Elle expose ici au regard des accidents d’impressions tout autant que des tirages travaillés. Et dans l’acte photographique lui-même, au coeur de ce chantier dé-mesuré, surgissent des tête-à-tête d’images fabriquées et fragmentées, d’oeuvres accidentées et bousculées. S’ouvre une conversation sourde, parfois bruyante, faite des multiples combinaisons entre ces éléments hétéroclites et minutieusement choisis. Dans ces murs, le photographique est un résident toujours temporaire. Il se déplace et s’échappe pour produire une expérience du sensible qui se construit à travers le temps et dans l’espace. Si les dialogues qui en émergent tendent outre mesures vers un état d’équilibre, cet état restera pourtant précaire et utopique.
Afin que la stabilité n’advienne pas, que l’accrochage reste fragile.
Les Outre mesures de Lucie Rocher proposent de dépasser le quantifiable et l’observable pour donner au réel deux poids, deux mesures. Si elles s’annoncent au pluriel, elles poursuivent pourtant, en solitaire, une traversée au-delà du reconnaissable. Outre est ainsi une invitation à aller plus loin, au-delà d’une mesure, d’une norme, d’une convention, d’une limite.
Afin de ne jamais enfermer l’image photographique sur ses quatre côtés.
Ventilateurs, projecteurs de diapositives, mobilier non-fonctionnel ou encore matières laissées à l’état brut sont mobilisés pour placer l’image en situation de déséquilibre.

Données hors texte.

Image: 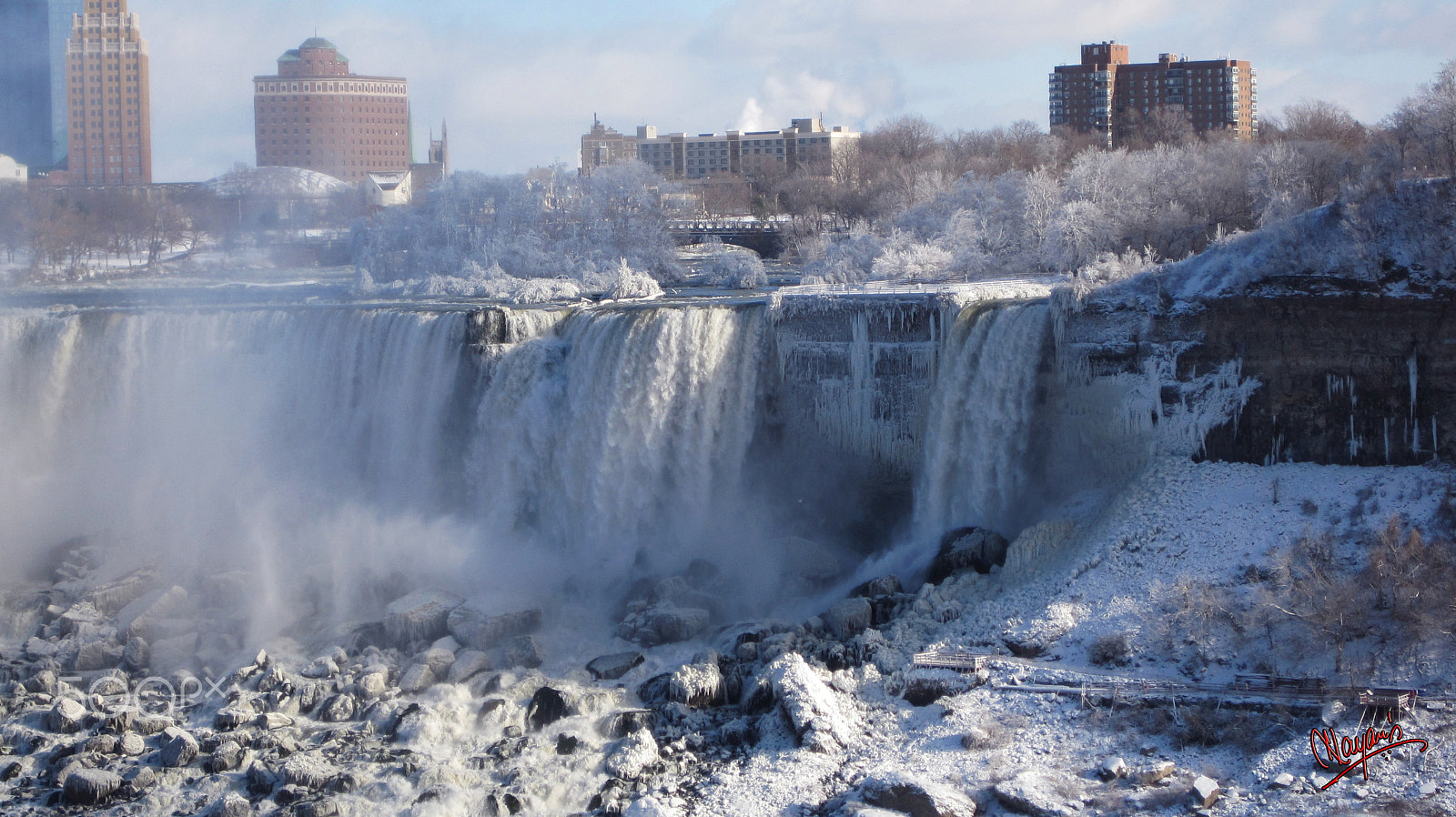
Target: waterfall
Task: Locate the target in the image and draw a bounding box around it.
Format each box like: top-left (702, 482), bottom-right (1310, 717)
top-left (915, 303), bottom-right (1051, 541)
top-left (469, 301), bottom-right (767, 565)
top-left (0, 306), bottom-right (786, 630)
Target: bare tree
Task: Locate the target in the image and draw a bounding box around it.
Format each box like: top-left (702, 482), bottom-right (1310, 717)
top-left (1259, 99), bottom-right (1369, 150)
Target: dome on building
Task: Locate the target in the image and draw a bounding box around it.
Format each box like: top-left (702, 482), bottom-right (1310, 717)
top-left (207, 167), bottom-right (354, 198)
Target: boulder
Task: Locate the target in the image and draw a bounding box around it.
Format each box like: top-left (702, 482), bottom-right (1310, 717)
top-left (76, 638), bottom-right (122, 673)
top-left (354, 670), bottom-right (389, 701)
top-left (587, 652), bottom-right (642, 681)
top-left (505, 635), bottom-right (544, 670)
top-left (1097, 757), bottom-right (1128, 781)
top-left (825, 773), bottom-right (976, 817)
top-left (46, 698), bottom-right (86, 734)
top-left (213, 703), bottom-right (258, 732)
top-left (318, 693), bottom-right (359, 724)
top-left (282, 753), bottom-right (339, 791)
top-left (992, 769), bottom-right (1082, 817)
top-left (667, 662), bottom-right (725, 708)
top-left (151, 630), bottom-right (198, 673)
top-left (823, 596), bottom-right (874, 640)
top-left (61, 769), bottom-right (122, 805)
top-left (253, 712), bottom-right (294, 732)
top-left (849, 575), bottom-right (905, 599)
top-left (602, 710), bottom-right (652, 740)
top-left (207, 740), bottom-right (243, 775)
top-left (925, 527), bottom-right (1009, 584)
top-left (1134, 761), bottom-right (1170, 786)
top-left (415, 647), bottom-right (454, 681)
top-left (446, 650), bottom-right (493, 683)
top-left (399, 662), bottom-right (435, 695)
top-left (22, 637), bottom-right (61, 661)
top-left (207, 792), bottom-right (253, 817)
top-left (116, 732), bottom-right (147, 757)
top-left (905, 667), bottom-right (978, 706)
top-left (243, 761), bottom-right (282, 797)
top-left (121, 766), bottom-right (157, 798)
top-left (157, 727), bottom-right (198, 769)
top-left (606, 730), bottom-right (658, 781)
top-left (1191, 775), bottom-right (1223, 808)
top-left (116, 585), bottom-right (192, 640)
top-left (633, 606), bottom-right (711, 647)
top-left (526, 686), bottom-right (571, 730)
top-left (384, 590), bottom-right (463, 647)
top-left (446, 604), bottom-right (541, 650)
top-left (766, 652), bottom-right (854, 751)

Bougeant et s’échappant de son cadre ou de sa structure d’accueil, elle déplace les normes usuelles d’accrochage et de présentation de la photographie. Chaque pièce devient alors ponctuation, livrant une variation temporaire d’elle-même.

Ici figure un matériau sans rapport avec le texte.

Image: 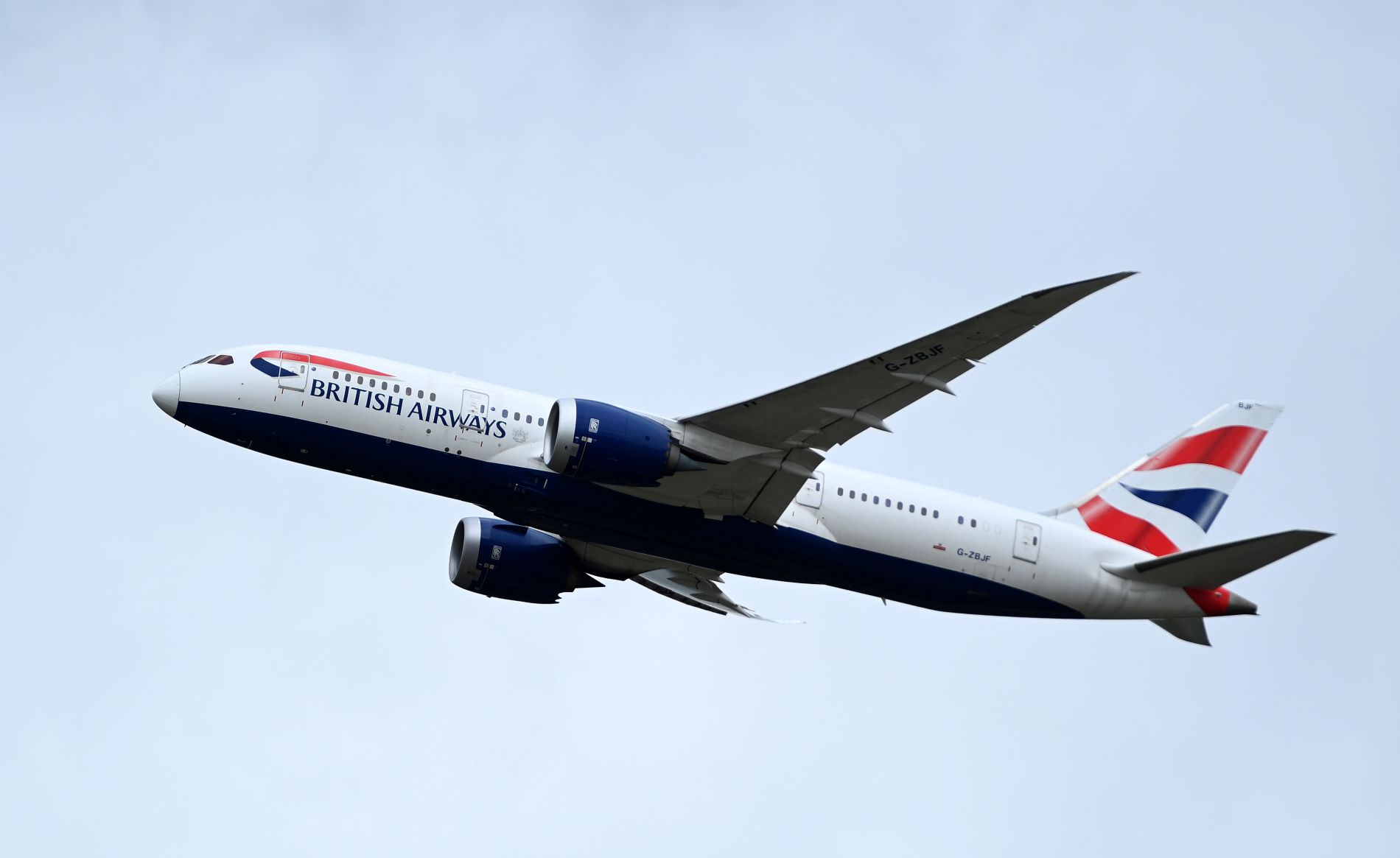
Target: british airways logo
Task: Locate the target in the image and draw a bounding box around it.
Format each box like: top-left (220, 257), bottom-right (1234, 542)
top-left (307, 378), bottom-right (505, 438)
top-left (251, 350), bottom-right (505, 438)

Afin que l’angle adopté ne soit jamais entièrement droit, qu’oscille la ligne d’horizon.
Issues de situations – heureuses ou non – rencontrées dans l’atelier, l’artiste reprend le contrôle de ses images. Durant le processus d’apparition de ses sujets, elle n’abandonne pas ses formes au hasard et elle en détermine à nouveau le tracé, le devenir, en faisant le choix de tout (nous) montrer, sans hiérarchie ni distance entre les éléments qui composent et révèlent les différentes étapes de son processus.
Afin de donner voix autant à ce qui a fonctionné, qu’à ce qui a peut-être échoué.

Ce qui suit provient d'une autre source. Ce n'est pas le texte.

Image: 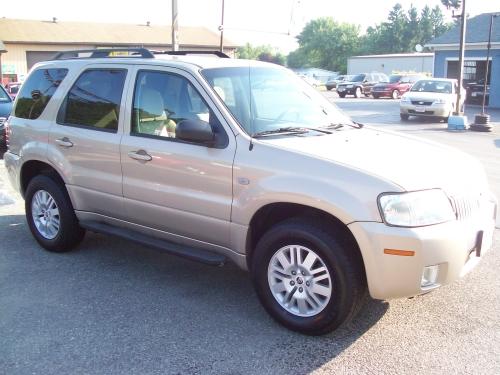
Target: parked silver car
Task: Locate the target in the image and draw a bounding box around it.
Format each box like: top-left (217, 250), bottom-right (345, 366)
top-left (4, 49), bottom-right (497, 335)
top-left (399, 78), bottom-right (466, 120)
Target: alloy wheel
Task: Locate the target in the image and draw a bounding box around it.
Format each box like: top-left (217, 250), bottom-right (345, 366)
top-left (31, 190), bottom-right (61, 240)
top-left (267, 245), bottom-right (332, 317)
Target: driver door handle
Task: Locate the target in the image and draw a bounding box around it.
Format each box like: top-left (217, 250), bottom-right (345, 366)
top-left (127, 150), bottom-right (153, 161)
top-left (56, 137), bottom-right (73, 147)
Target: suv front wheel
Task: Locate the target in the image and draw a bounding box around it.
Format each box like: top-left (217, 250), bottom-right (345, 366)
top-left (251, 219), bottom-right (366, 335)
top-left (25, 175), bottom-right (85, 252)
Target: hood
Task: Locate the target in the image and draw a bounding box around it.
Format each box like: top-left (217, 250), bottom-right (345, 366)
top-left (0, 102), bottom-right (12, 117)
top-left (339, 81), bottom-right (363, 86)
top-left (404, 91), bottom-right (455, 101)
top-left (262, 127), bottom-right (487, 192)
top-left (373, 82), bottom-right (399, 88)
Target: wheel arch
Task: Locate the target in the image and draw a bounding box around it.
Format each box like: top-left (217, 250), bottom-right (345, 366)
top-left (19, 160), bottom-right (66, 197)
top-left (246, 202), bottom-right (366, 274)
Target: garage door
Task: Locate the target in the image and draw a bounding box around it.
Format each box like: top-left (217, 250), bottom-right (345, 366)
top-left (26, 51), bottom-right (57, 70)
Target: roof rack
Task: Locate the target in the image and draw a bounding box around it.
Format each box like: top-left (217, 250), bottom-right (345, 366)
top-left (53, 48), bottom-right (154, 60)
top-left (150, 50), bottom-right (230, 59)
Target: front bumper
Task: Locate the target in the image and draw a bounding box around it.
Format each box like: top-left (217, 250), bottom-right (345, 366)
top-left (349, 197), bottom-right (497, 299)
top-left (399, 102), bottom-right (453, 117)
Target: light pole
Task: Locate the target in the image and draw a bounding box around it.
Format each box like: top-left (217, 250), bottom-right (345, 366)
top-left (481, 14), bottom-right (499, 115)
top-left (455, 0), bottom-right (467, 116)
top-left (448, 0), bottom-right (467, 130)
top-left (219, 0), bottom-right (224, 52)
top-left (470, 14), bottom-right (500, 132)
top-left (172, 0), bottom-right (179, 51)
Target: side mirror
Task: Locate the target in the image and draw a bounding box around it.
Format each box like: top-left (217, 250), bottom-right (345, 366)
top-left (175, 119), bottom-right (215, 146)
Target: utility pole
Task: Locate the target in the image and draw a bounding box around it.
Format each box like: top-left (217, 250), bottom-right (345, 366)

Les matériaux bruts, photographies, outils de fabrication, boîte à archives deviennent les narrateurs d’une histoire en cours dont la trame commune confirme cette attention que l’artiste leur a portée. Né dans l’atelier, le sens des anecdotes vécues et des artefacts obtenus forment les facettes d’un chantier toujours éphémère.
Afin de faire le pari constant qu’un jour un équilibre sera trouvé.
L’interrogation de la matérialité de l’image y est permanente et portée par l’écho entre les œuvres, conçu comme des allers-retours entre les diverses époques du médium photographique. Une photographie de couleur sépia prise pendant le montage de l’exposition; des photogrammes d’un disque dur dysfonctionnel; des apparitions de pixels colorés provenant d’un fichier inconnu; des diapositives retraçant sur plusieurs années des accrochages en atelier; des objets de vision empruntés à la chambre noire s’assemblant entre eux pour former une constellation : ils sont autant d’indices qui font de la plasticité du photographique une donnée où le temps ne peut jamais se figer entièrement. Bien au contraire, il est pris lui aussi comme un matériau qui nous entraîne dans un unique mouvement répété, continu et global.
Afin que chaque pièce soit un point de départ possible.
Au spectateur sont laissées l’articulation, la cohérence, la perspective de l’ensemble. Il sera désormais le vecteur de nouveaux repères : à lui de s’emparer de leur présence persistante et résistante, à lui de s’imprégner des résonances, de ces conversations passagères rendues paradoxalement audibles par la photographie.
Afin que ce qui résiste à la vue évidente, ce qui apparaît dans le faisceau de ces “erreurs heureuses” puisse annoncer une réalité autrement mesurable.